Franc Archive’s work doesn’t just question media, it exists inside it. Emerging from street art and evolving into immersive installations, his practice reflects a world oversaturated with information but starved for meaning. In a time when news is constant yet clarity is elusive, his installations echo the anxiety of living in the age of the spectacle.

Breaking the News 2024, Pixel Perceptions – Noorderlicht Exhibition (Photo by Hanne van der Velde )


Flashing headlines. AI-generated videos. Glitching social feeds. In this work, Franc Archive builds a room where information becomes noise and truth dissolves into aesthetics. Referencing Guy Debord’s Society of the Spectacle, the piece shows how media doesn’t just report reality, it replaces it. What we live is not life, but its image.

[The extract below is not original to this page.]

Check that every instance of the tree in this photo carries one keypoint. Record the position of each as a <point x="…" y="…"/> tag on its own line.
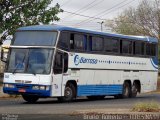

This piece revisits a 1924 BBC broadcast, where a duet between a cellist and a nightingale captivated listeners. Decades later, the bird was revealed to be a human imitator. But at the time, it didn’t matter. The illusion was beautiful. Franc Archive connects this moment to our current media environment one defined not by truth, but by believability.

By mimicking the polished aesthetics of mainstream media, Franc Archive reveals how credibility often depends more on style than substance. His work draws from Jean Baudrillard’s concept of simulacra, asking not “Is this real?” but “Who decides what’s real?”

Franc Archive doesn’t offer answers. He offers space to question. In an era of deepfakes, algorithmic manipulation, and aestheticised misinformation, his art invites us to resist passive engagement. To not just consume media, but to confront it.

Because today, breaking news isn’t broken by journalists, it’s broken by us.

Bibliography

  1. Debord, Guy. The Society of the Spectacle. Translated by Donald Nicholson-Smith, Zone Books, 1994.
    • Original French publication: La Société du Spectacle (1967).
    • A critical theory classic exploring how media and representation have overtaken direct experience in capitalist societies.
  2. Baudrillard, Jean. Simulacra and Simulation. Translated by Sheila Faria Glaser, University of Michigan Press, 1994.
    • Explores how representations (simulacra) replace reality in postmodern societies, leading to a collapse of meaning.
  3. Lightman, Alan. Einstein’s Dreams. Vintage, 1993.
    • A fictional meditation on the nature of time, exploring multiple realities through dreamlike vignettes.
  4. The BBC and the Nightingale Broadcast (Historical Note).
    • Referenced in multiple retrospectives including:
      • BBC Archive: “Beatrice Harrison and the Nightingale,” BBC Online.
      • Mundy, Simon. Nightingale Nights: A Musician’s Reflections on Life and Love. (for poetic recounting).
  5. Wardle, Claire and Derakhshan, Hossein. Information Disorder: Toward an Interdisciplinary Framework for Research and Policy Making. Council of Europe, 2017.
    • Discusses disinformation, misinformation, and malinformation in digital media environments.
  6. Keen, Andrew. The Internet Is Not the Answer. Atlantic Monthly Press, 2015.
    • A critique of digital culture and the effects of tech platforms on truth and power.